Pretender: Universal Active Defense against Diffusion Finetuning Attacks

The proliferation of Diffusion Models (DMs) has marked a significant advancement in AI-generated image creation. However, this success has also spawned a new form of infringement threat termed the Diffusion Finetuning Attack (DFA), where malicious attackers can finetune pre-trained DMs using minimal resources to illicitly synthesize copyrightinfringing images by 'stealing' information from personal photographic data or artwork, raising critical concerns about privacy and intellectual property rights. Recognizing the limitations of current defense strategies, which exhibit inadequate generalizability and suboptimal mechanism efficacy, we introduce an universal and effective active defense mechanism that applies subtle protective noise to images, guarding against information theft from DFAs. Our work innovatively conceptualizes active defense as a bi-level optimization problem, focusing on attackers' common behaviors to enhance the generalization of defense.

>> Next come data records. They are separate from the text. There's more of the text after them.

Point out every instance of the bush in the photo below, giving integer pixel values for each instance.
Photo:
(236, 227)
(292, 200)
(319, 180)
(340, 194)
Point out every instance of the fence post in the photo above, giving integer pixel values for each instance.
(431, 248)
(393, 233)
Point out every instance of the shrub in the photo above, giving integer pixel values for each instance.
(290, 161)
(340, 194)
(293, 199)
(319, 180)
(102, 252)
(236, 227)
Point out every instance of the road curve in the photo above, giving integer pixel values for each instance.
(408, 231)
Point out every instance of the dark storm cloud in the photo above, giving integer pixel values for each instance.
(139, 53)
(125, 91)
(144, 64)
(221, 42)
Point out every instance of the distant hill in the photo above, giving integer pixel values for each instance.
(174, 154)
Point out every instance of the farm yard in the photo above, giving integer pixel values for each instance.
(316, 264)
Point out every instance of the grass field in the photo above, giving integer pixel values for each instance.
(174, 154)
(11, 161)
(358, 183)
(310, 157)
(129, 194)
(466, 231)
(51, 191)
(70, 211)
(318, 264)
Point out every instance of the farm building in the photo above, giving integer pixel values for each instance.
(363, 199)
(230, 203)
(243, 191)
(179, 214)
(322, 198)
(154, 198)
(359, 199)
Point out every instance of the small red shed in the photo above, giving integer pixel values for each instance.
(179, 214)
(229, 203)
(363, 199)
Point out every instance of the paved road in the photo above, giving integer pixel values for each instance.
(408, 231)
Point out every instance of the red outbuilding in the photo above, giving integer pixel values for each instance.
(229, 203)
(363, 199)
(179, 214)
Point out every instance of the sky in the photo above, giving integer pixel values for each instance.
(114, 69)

Guided by this optimization framework, we have developed a novel algorithm named Pretender, where we adversarially trained a surrogate model to facilitate the generation of more effective protective noise. In addition, a Simultaneous Gradient Back-Propagation (SGBP) technique is introduced to significantly enhance computational efficiency. Extensive experiments including real-world evaluations have demonstrated the effectiveness of Pretender. By applying minimal perturbations (p = 0.03), Pretender successfully disrupted the quality and semantics of images synthesized by diverse DFAs, achieving a comprehensive and prominent improvement in various automated evaluation metrics by 22.27% and in human assessment scores by 94.28%.